To consider receipt from the netbooks,Office 2007 Key, pupils and dad and mom are asked to signal forms through which they acknowledge their obligation to acquire treatment of the machines and use them appropriately.

They are armed with the enterprise model in the new Windows seven working program, Microsoft Office, the Adobe CS4 imaginative suite, Apple iTunes, and content material geared to college students. Even though the netbooks are loaded with several numerous dollars of computer software, 2GB RAM and a six-hour battery, the cost to the NSW Division of Education is less than $500 a unit.

Underneath the covers in the netbooks - and within the network that controls them - lies a great deal more smarts to ensure that the total cost of ownership of each machine does not blow out.

Wilson said that while private schools and other states have taken a "carte blanche" approach to handing out laptops as part from the Digital Schooling Revolution, the DET rollout is "among the more systematic, automated and paperless" projects ever embarked upon.

Security smarts

At the physical layer, each netbook is password-protected and embedded with tracking computer software on the BIOS level of the machine.

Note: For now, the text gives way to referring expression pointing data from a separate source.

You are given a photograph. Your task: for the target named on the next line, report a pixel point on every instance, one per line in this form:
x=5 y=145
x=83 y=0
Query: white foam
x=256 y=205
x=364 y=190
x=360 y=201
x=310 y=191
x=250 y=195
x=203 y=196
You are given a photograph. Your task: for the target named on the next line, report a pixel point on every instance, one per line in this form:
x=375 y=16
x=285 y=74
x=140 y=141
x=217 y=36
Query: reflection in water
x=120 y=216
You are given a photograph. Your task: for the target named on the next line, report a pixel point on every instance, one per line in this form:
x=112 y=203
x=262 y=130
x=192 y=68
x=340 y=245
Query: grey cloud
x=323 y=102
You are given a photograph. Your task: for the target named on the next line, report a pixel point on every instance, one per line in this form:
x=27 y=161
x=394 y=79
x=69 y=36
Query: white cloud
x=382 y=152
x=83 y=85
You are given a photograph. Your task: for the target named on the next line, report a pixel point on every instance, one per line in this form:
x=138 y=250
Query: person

That is administered through an enterprise services bus, which also connects the Remedy suite for asset management, Active Directory for authentication and Aruba's Airwave for wireless network management.

If a netbook were to be stolen or sold, the division can remotely disable it more than the network. Even if the hard drive of the machine was swapped out or the working method wiped, it would be useless to unauthorised users.

Already, it has noted the loss or damage of just six netbooks out of the 20,000 rolled out since August - and have tracked a teacher using their device on a field trip in New Zealand.

While there is really a serial number and barcode on each computer,Office Ultimate 2007, the section said that thieves or students might be able to remove them. To combat this,Windows 7 Home Premium Key, it is employing passive RFID chips on every machine that will enable them to be identified "even if they were dropped in a bathtub".

Being passive, an RFID reader needs to be within close proximity with the device to read it. (Active RFID transmitted a signal back to base.)

The division used the AppLocker functionality within Windows seven to dictate which applications are installed.

Web access on the netbooks is filtered according to a company safety policy (utilizing McAfee's SmartFilter technology) plus an additional SOCKS-based proxy client, which provides web filtering on the network layer.

The devices also use Microsoft's Forefront Antivirus technology.

Upgrades

With such a huge fleet of computer systems in the hands of college students,Windows 7 32 Bit, Wilson said it would be "unrealistic" for the section to offer technical support for software applications.

The netbooks were built so that the department can remotely upgrade and patch the devices about a wireless network.

It used Microsoft's Method Centre Configuration Manager tool to distribute software down to devices.

The update service switches off once a university student finishes yr twelve.

Wilson said there was no way such a large fleet of machines could be managed at such low cost without the smarts embedded within Microsoft's new working method.

"There was no way we could do any of this on XP," he said. "Windows seven nailed it for us."